85 Prozent der selbstständigen befragten Frauen wünschen, dass der Staat die Rahmenbedingungen beim Mutterschutz für Selbstständige verbessert.
62 Prozent der befragten Frauen, die in der Selbstständigkeit Mutter wurden, gaben an, dass sie in der ersten Zeit finanziell vom Partner abhängig waren und/oder von Ersparnissen lebten (42 Prozent). Gleichzeitig haben 65 Prozent der Frauen, die während der Selbstständigkeit Mutter wurden, ihre Arbeit rund um die Geburt nicht oder nur kurz niedergelegt.
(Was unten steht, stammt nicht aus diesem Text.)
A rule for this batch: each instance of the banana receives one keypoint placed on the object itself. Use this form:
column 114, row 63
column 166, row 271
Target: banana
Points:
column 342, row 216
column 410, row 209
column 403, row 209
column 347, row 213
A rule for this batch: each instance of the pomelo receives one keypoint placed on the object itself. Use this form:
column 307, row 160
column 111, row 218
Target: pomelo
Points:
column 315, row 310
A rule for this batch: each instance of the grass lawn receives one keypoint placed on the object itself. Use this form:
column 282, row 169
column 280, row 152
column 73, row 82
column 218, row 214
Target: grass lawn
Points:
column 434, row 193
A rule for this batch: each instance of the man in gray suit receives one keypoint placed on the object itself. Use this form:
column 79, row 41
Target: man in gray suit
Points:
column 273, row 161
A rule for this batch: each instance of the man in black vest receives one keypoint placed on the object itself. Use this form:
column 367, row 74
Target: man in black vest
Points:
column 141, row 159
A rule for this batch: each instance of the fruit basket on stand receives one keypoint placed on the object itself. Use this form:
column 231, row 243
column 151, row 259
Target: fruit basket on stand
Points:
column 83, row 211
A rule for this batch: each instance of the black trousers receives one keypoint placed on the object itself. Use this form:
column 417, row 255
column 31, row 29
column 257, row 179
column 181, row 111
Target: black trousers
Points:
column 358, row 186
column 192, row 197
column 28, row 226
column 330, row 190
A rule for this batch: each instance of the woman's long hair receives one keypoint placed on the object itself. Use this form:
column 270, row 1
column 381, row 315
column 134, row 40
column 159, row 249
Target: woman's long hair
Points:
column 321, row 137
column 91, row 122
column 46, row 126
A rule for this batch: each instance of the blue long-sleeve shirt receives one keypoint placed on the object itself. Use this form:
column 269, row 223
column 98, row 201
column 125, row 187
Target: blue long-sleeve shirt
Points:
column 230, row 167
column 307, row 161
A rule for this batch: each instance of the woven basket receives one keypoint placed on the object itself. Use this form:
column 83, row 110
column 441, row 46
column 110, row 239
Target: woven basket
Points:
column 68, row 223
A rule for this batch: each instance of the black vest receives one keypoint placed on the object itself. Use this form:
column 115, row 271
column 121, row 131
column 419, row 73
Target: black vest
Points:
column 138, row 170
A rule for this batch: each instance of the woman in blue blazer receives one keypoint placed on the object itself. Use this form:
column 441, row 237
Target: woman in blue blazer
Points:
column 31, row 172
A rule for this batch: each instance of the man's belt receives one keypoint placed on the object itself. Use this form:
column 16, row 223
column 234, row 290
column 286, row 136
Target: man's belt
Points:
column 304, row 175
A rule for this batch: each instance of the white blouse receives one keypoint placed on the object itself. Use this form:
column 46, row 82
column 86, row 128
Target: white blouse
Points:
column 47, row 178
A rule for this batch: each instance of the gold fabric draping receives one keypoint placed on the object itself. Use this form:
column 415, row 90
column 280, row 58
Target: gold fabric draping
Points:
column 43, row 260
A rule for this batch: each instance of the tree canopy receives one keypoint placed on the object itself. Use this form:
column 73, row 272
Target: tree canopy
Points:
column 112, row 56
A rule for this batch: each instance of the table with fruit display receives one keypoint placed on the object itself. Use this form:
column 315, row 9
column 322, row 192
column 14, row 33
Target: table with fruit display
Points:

Interessant ist auch, dass zwar 74 Prozent der selbstständigen Frauen Kinder haben, dass aber nur 43 Prozent während ihrer Selbstständigkeit (noch einmal) Mutter geworden sind. Rund 30 Prozent aller selbstständigen Frauen haben ihre Kinder also bereits vor der Selbstständigkeit zur Welt gebracht. In der Studie wird davon ausgegangen, dass das zum einen daran liegt, dass andere Voraussetzungen für die Selbstständigkeit erst nach der Geburt der Kinder gegeben waren, zum anderen aber auch, dass spezifische Vereinbarkeitsprobleme im Zusammenhang mit der Geburt der Kinder vermieden werden sollten.
Hier findest du die gesamte Studie: https://drive.google.com/file/d/1RNkNAHcYFY_LDHEmb2TFIoZqwT6SDUm_/view?usp=sharing
Die Publikation des IfM Bonn (Juli 2024) befasst sich mit der Absicherung von Mutterschaftsleistungen für selbstständig erwerbstätige Frauen in Deutschland. Sie untersucht, wie viele Frauen entsprechende Leistungen in Anspruch nehmen und welche finanziellen Auswirkungen eine umfassende Absicherung hätte.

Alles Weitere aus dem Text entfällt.